Terakhir, pernyataan Fraksi PKS DPRD Kota Bengkulu yang menyebutkan hal yang sama yang disampaikan Ariyono, bahwa anggaran balai kota tersebut tidak pernah dibahas.

“Dari catatan kelima hal itu tidak ada sedikitpun yang mempertimbangkan statement dari Fraksi PAN,” ujar Kusmito.

Padahal kedua koleganya sesama Fraksi PAN, Teuku Zulkarnain dan Dediyanto sudah membuat statement perihal anggaran balai kota tersebut.

“Yang kedua tidak ada klarifikasi untuk menanyakan kepada saya, juga tidak diimbangkan dengan Fraksi Gerindra, karena dalam catatan saya Fraksi Gerindra juga mengatakan itu dibahas, sehingga ketika dimakan mentah-mentah jelas akan memojokkan saya selaku Ketua Fraksi PAN, kalau sedikit saja dibuat sementara menurut Ketua Fraksi PAN saya beranggapan itu adil, ada ruang independensi yang hadir,” tuturnya.

Kusmito kemudian menjadikan UU Pers Nomor 40 Tahun 1999 dan Kode Etik Jurnalistik (KEJ) sebagai rujukan yang menyebutkan bahwa wartawan Indonesia menyajikan berita secara berimbang dan adil, serta tidak mencampur adukan fakta dan opini.

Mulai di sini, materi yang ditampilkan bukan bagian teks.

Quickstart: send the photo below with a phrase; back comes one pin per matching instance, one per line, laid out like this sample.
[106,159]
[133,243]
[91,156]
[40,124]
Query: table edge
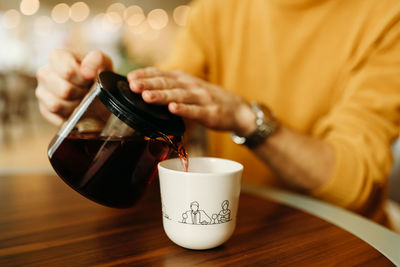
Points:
[379,237]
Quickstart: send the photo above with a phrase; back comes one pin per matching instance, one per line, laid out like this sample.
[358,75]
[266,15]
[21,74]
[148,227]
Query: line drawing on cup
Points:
[197,216]
[225,214]
[165,215]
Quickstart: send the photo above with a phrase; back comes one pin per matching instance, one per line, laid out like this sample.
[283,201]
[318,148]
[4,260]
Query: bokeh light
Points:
[11,19]
[29,7]
[79,11]
[60,13]
[118,8]
[134,15]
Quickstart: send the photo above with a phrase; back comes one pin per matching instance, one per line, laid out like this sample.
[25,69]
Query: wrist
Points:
[265,125]
[246,120]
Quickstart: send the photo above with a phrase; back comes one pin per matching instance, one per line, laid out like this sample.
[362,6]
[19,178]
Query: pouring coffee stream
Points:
[180,150]
[108,150]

“Menyampaikan berita secara berimbang, memberikan ruang kepada masing-masing pihak secara proporsional,” ungkapnya.

Dia juga menginterpretasikan editorial tersebut sebagai berita, berita yang bisa dimaknai bahwa itu suatu informasi yang disampaikan ke publik. Ketika ini sudah disampaikan ke publik berarti sudah dibatasi regulasi dan UU Pers, ada ruang-ruang yang membatasi kebebasan pers tersebut.

Sementara itu dijelaskan Riki, pers diamanahkan menjalankan fungsi kontrol sosial, selain fungsi-fungsi lainnya, dan editorial medianya tersebut dalam rangka menjalankan fungsi kontrol sosial. Karenanya dia berpandangan terlalu prematur ketika menilai editorialnya itu dangkal.

“Saya pikir terlalu prematur menilai artikel tersebut dangkal, ini artikel merupakan editorial atau tajuk atau opini redaksi, yang namanya opini redaksi sifatnya ya subjektif, subjektif dalam artian berdasarkan data dan fakta, ketika kita berbicara fakta kita harus sajikan data. Di situ harus ada pendapat iya, di situ harus ada kepentingan iya, pasti, sifatnya subjektif yang biasanya ditulis oleh pemimpin redaksi atau redaktur,” kata Riki.

“Editorial ini muncul berdasarkan kompilasi dari berita-berita sebelumnya, ga mungkin editorial ini hadir tanpa berita-berita yang sudah ada dan terbit sebelumnya, harus ada dulu, harus ada pemantiknya. Kenapa redaksi kemudian punya kesimpulan, kenapa editorial ini muncul, opini redaksi ini ada, tajuk itu ada, itu kembali lagi ke fungsi pers, salah satunya adalah fungsi kontrol sosial, pers punya hak untuk berpendapat, pers punya hak untuk mengontrol kebijakan pemerintah,” sambungnya.

“Ini bukan berita ini opini redaksi, produk pers ada banyak, editorial itu produk pers yang kita susun lewat opini dan kita buat sedemikian rupa dan butuh nalar yang kuat untuk memahaminya, artikel ini ditulis dengan energi yang cukup baik, kalau memang tidak cukup punya pengetahuan tentang pers jangan jadi tukang kritik editorial, karena akan berbahaya sekali, ini produk yang kita desain sedemikian rupa, yang kita mau menempatkan pers dalam konteks menjalankan fungsinya sebagai kontrol sosial,” tegasnya.

Lebih lanjut Riki mengatakan Kusmito belum mampu memisahkan apakah ini berita atau opini.

“Jadi kalau berita betul kode etik mengatur dengan tegas tentang keberimbangan berita, benar apa yang disampaikan jika itu berita baik dalam bentuk straight news atau investigasi report, tapi masalahnya ini bukan berita, kami menyampaikan opini redaksi kami, ada data, ada fakta, ada pandangan dan ada kesimpulan. Saya tidak punya hak untuk mengkonfirmasi semua pihak terhadap (editorial) yang saya tulis,” ujar Riki.